Me and my Imaginary Audience

Written by me... not artificial intelligence.

Sometimes, you just have to purge.

When you purge in your writing, you’re not thinking about the audience. But if you want to be read, you have to think about them.

What would they like to see? How are they feeling right now? How can you merge your thoughts and feelings with the audience’s struggles and concerns?

It’s a lot to think about, and when you’re just writing to purge, it’s almost impossible to take the audience into account at that moment.

I think we have a lot in common, and because of that, I mistakenly believe that I have something to say, that surely someone else out there also understands or feels.

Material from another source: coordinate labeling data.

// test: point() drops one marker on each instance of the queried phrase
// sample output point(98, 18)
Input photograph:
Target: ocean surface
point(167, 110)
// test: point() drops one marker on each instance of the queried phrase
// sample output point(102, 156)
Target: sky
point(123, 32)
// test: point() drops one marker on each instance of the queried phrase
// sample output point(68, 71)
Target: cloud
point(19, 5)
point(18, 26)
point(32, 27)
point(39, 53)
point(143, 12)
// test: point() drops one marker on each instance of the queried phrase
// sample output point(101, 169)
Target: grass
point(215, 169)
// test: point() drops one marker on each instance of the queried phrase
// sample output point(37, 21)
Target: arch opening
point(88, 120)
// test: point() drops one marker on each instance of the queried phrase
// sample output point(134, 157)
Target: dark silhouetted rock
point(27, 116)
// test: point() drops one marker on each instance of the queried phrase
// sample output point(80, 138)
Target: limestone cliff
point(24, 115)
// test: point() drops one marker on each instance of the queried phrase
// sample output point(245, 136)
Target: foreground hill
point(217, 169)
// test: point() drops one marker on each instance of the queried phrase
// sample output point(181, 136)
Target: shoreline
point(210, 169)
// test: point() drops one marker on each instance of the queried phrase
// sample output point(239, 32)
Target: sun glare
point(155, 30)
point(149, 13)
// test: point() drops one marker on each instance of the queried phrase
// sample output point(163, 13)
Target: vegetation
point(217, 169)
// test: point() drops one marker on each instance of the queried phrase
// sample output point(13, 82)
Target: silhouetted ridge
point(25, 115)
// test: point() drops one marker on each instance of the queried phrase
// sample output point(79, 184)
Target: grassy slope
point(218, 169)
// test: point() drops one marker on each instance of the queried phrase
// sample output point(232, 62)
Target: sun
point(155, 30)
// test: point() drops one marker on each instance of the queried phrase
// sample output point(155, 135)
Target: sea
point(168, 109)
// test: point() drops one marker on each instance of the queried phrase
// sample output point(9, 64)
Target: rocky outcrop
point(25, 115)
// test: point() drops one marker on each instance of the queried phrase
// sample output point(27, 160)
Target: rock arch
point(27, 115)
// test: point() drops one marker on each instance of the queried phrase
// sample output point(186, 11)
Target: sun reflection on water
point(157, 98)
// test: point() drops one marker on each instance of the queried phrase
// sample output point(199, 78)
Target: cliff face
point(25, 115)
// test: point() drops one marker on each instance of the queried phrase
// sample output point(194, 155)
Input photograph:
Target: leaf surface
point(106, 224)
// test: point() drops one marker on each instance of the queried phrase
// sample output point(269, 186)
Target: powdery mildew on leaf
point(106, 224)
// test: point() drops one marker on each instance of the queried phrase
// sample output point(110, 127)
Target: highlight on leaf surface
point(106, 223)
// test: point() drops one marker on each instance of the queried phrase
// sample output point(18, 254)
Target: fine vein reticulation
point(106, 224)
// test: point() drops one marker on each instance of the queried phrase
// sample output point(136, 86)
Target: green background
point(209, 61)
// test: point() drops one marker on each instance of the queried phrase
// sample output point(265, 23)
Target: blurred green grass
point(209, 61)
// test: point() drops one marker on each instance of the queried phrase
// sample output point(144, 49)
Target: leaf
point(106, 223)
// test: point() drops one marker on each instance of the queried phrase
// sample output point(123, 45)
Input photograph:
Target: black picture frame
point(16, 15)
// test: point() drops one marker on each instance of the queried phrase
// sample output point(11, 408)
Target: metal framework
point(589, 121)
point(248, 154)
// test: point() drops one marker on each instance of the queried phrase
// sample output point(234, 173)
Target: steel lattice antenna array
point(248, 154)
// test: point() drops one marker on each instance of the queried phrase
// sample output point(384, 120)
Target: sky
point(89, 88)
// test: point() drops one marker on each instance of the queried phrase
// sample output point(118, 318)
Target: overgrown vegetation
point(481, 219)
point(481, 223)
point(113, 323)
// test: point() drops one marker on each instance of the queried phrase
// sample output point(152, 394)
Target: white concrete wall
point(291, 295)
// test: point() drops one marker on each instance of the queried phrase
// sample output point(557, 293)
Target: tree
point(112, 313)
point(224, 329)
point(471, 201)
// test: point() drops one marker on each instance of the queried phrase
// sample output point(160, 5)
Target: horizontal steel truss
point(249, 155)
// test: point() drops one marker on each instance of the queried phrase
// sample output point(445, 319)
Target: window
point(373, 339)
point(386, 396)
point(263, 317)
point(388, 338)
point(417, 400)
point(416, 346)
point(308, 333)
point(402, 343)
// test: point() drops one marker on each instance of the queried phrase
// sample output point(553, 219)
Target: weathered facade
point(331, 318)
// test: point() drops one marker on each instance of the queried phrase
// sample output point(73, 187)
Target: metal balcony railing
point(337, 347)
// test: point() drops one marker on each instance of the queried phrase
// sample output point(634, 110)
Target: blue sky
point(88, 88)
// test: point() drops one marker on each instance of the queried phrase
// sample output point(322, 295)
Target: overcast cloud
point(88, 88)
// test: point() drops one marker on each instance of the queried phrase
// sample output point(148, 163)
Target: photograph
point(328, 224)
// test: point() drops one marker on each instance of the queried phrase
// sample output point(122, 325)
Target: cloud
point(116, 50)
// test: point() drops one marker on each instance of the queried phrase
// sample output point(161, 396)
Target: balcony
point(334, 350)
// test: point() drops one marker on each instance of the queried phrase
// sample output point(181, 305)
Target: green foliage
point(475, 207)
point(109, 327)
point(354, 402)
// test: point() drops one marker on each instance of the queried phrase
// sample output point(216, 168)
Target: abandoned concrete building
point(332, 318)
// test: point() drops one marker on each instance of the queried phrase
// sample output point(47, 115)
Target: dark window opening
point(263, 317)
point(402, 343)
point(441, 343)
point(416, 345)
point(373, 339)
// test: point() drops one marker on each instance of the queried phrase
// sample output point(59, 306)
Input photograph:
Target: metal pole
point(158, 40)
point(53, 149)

Other times, I believe I am the only one.

I plan one moment, then I scrap it all the next. I’m not nearly as presentable or manicured as I hope to appear.

What it should come down to is… what can I say that others are also saying? What can I impart through my many thousands of unseen, unread purges that someone else out there also feels all the time?

Perhaps, getting out of our own heads and into each other’s experiences is part of the solution.

When I write, I almost go blank. What I’m trying to say, what I’m trying to convey, feels hazy, misshapen, without form. When I read it back, I find it difficult to move past the moments that make me freeze or cringe. I never show anything I work on as a result; it’s hard enough for me to get through.

But if I were to only write for an audience, caring only about what they want to see and hear, I am petrified. I don’t move at all. I’m stone. How am I supposed to write something they can all see and understand when my own purges feel malformed?

I go through the steps, trust the process, but more than not it’s like pulling teeth.

What do you want from me? What do I want from me?

To be a writer is to be a feeler, an explorer, a student of life. It’s about being seen, even when that’s the last thing you actually want. It isn’t just about delivering a story that people will pay attention to. It’s a never-ending journey that you can’t be happy on if all you expect is the final destination.

We find so many ways of constricting ourselves, to make ourselves fit a box for a buck. In my experience, I do it out of need, out of panic, out of shame. But I will always make myself sick from doing that. It always happens. Like clockwork.

I know there’s an audience, not just well-wishers who have no real stakes in this journey. They’re out there. I don’t know their names or where to find them, but I hope that someday I can trust myself to show up and show out for them.

Me and my imaginary audience, I hope our future together is bright and full of surprises for you and me both.